In other words, the last time they experienced a lost-time injury, humans hadn’t even landed on the moon.
Of course, a lot has changed during that time.
“Conditions years ago were different,” says Rick Lapp, meter reader (north), who has been with We Energies for 32 years. “There were a couple winters where we were on snow shoes from Dec. 1 all the way to May. We don’t do that much anymore. Same with dogs. It seems I used to pet a dog every other minute; now, it’s hardly ever.”
|Working in northeast Wisconsin
and northern Michigan means |
safely accessing meters even in extreme weather conditions.
Much of that is due to the drive-by system instituted during the past decade, allowing the meter readers to drive by locations and read the meters from their vehicles, instead of walking up to every meter to read them manually. But that still leaves a lot of driving time – as much as 300 miles a day, in addition to commuting to and from home – with potential hazards ranging from road conditions to wildlife such as deer, wolves, bears and moose.
“They’re like a 20-pound sandbag coming through your windshield,” is how Tony Westerberg, meter testing leader (north), describes the danger even wild turkeys pose.
“Not structured communication, but caring communication”
What hasn’t changed throughout each of the 19,000 days is the level of communication that takes place among the team.
“We communicate to each other things we find in the field that could be a hazard,” Larison says.
They talk about them in safety meetings and, perhaps more important, they make safety topics part of their routine conversations with coworkers, with the linemen and gas fitters they come into contact with, and even with employees from other utilities.
|Meter staff in 2015 accepting 50th year without lost-time injury award.|
Westerberg, who has been with We Energies for 26 years, also credits the company’s program for tracking actions or situations that could have resulted in injury, death or property damage, but for some reason didn’t – this time. “It documents working conditions for us to be aware of so that we’re safety-conscious in all directions,” he explains.
He agrees with Larison and Lapp that it’s the daily conversations that help keep each other safe, as well as the notations they make in their records. He gave the example of the record for one residence that noted, “Beware of raccoons.” During the next meter reading, which still needed to be done manually, the reader saw the notation and knew to look around the property’s out buildings, where he found the area where the raccoons seemed to frequent. He made sure not to aggravate them.
“We communicate all those subtle things, and that plays a critical part in our ongoing safety. It’s not a structured communication, but a caring communication,” Westerberg says, adding that going home healthy and with all parts intact – and making sure your coworkers can do the same – is what it’s all about.
Taking safety home
It’s not just going home that’s important, but being safe there, too. Westerberg describes that his attire when cutting grass in the summer consists of shorts and a tank top, as well as safety glasses and boots. “My neighbors may think I look odd, but it’s safety first,” he says.

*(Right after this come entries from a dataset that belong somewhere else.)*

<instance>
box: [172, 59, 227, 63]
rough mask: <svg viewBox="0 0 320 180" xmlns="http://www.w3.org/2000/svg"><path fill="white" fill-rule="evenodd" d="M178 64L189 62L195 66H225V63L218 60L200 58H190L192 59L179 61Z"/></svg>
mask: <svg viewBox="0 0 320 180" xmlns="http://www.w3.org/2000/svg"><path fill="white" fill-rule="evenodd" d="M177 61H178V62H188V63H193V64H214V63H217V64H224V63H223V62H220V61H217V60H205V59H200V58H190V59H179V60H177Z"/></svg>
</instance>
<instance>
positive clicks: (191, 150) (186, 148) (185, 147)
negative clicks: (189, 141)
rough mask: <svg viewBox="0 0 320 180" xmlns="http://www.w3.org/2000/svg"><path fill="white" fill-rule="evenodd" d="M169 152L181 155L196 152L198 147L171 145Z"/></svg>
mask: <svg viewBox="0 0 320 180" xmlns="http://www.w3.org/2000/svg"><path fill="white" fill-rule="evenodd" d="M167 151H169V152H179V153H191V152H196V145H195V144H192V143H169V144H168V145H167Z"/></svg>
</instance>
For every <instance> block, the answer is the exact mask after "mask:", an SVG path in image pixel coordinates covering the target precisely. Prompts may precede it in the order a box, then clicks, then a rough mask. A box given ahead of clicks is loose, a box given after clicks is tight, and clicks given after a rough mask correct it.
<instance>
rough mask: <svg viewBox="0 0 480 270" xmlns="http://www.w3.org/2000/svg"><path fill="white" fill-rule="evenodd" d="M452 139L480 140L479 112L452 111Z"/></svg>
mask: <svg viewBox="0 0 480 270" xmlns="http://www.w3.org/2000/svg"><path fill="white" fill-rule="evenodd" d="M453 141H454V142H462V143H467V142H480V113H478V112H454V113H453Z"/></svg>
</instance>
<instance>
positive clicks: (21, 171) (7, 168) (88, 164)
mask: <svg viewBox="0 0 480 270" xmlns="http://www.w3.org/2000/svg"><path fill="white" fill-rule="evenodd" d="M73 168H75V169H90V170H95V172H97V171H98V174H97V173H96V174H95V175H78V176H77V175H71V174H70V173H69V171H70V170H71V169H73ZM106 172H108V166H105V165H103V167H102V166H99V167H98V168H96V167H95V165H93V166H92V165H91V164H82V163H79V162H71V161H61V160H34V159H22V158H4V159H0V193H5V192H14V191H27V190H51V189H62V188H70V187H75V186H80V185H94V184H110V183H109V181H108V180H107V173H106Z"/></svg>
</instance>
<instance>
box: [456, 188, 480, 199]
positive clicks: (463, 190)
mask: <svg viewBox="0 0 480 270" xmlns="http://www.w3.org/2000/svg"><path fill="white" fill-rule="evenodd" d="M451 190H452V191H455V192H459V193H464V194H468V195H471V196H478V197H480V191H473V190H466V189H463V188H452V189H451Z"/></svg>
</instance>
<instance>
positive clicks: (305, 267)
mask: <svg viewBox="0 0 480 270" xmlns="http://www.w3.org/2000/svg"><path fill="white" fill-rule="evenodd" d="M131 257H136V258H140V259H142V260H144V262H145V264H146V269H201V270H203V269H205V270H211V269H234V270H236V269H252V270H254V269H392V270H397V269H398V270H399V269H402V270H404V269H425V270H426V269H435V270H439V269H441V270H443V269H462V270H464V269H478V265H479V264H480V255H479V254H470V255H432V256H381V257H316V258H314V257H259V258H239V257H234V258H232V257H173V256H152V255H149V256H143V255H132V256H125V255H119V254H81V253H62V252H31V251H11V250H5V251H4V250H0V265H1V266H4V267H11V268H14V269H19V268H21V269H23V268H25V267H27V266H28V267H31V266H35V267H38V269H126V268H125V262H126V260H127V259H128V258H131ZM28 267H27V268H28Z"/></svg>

Lapp also lives the safety mentality at home, teaching it to his children. His daughter works in landscaping, where cutting and moving 50-pound pavers is part of her day. “I told her to get safety-toed shoes, and to wear a mask and safety glasses when cutting the pavers,” he says. “Because you’re aware of safety issues, you try to make your kids aware of them, and that comes from working here.”
His safety tip? “As I tell my kids, just pay attention, period – whether it’s to the other driver or to conditions.”
Westerberg agrees, pointing to the importance of “aim-high driving.”
“Be aware of what is off in the distance. Look way up, beyond the car ahead of the car in front of you. If you see a deer crossing, chances are there is more than one. Watch your mirrors, too, for what’s coming up behind you. Some things are uncontrollable, but other things like aim-high driving help save potential situations from happening.
“Some people may say, ‘Yeah, but what didn’t get reported?’” Westerberg adds. “Believe what you like, but we’ve gone home safely every day so far. We’re proud of it, but just happy to go home safe.”
Lapp agrees. “Setting a record is good, but going through each day without a lost-time injury is how it should be.”